“Bir Türk Başlığı Olarak Börk” adlı ikinci bölüm, İslâmiyet öncesi dönemde Türklerin kullandığı börkleri inceliyor önce. İskit-Hun-Göktürk çizgisinde incelenen börk türleri, Türklerin geniş bir coğrafyaya dağılmasından dolayı çeşitlilik gösteriyor.
Mehmet Kökrek’in Börk: Bir Başlığın Tarihî Serüveni ve Edirne’deki Börklü Mezar Taşları isimli çalışması, Dergâh Yayınları tarafından geçtiğimiz Eylül ayında neşredildi.

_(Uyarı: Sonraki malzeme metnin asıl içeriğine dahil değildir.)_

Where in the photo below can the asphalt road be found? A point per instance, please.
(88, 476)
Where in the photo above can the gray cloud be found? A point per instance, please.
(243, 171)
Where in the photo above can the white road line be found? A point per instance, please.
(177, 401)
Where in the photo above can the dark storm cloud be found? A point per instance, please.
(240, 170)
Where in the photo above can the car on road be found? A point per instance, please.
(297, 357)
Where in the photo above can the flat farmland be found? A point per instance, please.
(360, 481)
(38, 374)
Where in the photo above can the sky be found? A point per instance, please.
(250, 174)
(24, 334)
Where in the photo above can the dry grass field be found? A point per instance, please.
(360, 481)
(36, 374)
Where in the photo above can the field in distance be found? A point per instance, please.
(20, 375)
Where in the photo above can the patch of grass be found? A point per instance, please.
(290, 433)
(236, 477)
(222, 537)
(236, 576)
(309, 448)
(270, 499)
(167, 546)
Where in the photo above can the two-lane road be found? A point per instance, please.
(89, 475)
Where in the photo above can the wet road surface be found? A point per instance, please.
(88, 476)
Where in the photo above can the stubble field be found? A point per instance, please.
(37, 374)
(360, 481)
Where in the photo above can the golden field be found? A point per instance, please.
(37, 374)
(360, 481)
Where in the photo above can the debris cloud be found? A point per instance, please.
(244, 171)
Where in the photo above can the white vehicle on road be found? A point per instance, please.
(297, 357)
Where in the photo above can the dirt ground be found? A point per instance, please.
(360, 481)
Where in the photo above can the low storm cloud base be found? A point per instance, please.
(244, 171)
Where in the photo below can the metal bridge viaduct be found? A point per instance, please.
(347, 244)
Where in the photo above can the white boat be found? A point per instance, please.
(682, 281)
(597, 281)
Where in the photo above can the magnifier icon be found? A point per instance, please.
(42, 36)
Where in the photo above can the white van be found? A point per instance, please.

Dört bölümden oluşan bu eser, 240 sayfa ve son bölüm olan “Edirne’deki Börklü Mezar Taşları Kataloğu” bir envanter çalışması aynı zamanda. Burada börklü mezar taşlarının fotoğrafları ile bulundukları yer ve kitabelerinin transkripsiyonu yer almaktadır.

Birinci bölüm olan “Adbilimsel Açıdan Börk”, börkün etimolojik kökünün incelemesi ile başlıyor. Yazar burada börkün etimolojik kökeninin belirsizliğini koruduğunu belirtirken Cumhuriyet döneminden sonra kelimenin anlam daralmasına uğradığına işaret etmiş. Bununla birlikte börkün tarihî süreçte hangi anlamlarda kullanıldığıyla birlikte “börk” yerine kullanılan isimler altbaşlıklarda açıklanmıştır. Börkün isim olarak kullanımı da bu bölümde incelenmektedir. Hususen atasözü, deyim, alkış (dua), bayat, bilmece ve şiirlerde fazlasıyla yer alması dikkat çekicidir.
“Bir Türk Başlığı Olarak Börk” adlı ikinci bölüm, İslâmiyet öncesi dönemde Türklerin kullandığı börkleri inceliyor önce. İskit-Hun-Göktürk çizgisinde incelenen börk türleri, Türklerin geniş bir coğrafyaya dağılmasından dolayı çeşitlilik gösteriyor. İslâmiyet sonrası dönemde ise börkün yerini sarığa terk etmeye başladığı görülüyor. Yazar, XIV. yüzyıldan itibaren sarığın, gündelik hayatta börkün yerini almaya başladığını kaydediyor. Bununla beraber börk, Türklerde önemli hükümdarlık alametlerinden biri olmaya devam etmiş.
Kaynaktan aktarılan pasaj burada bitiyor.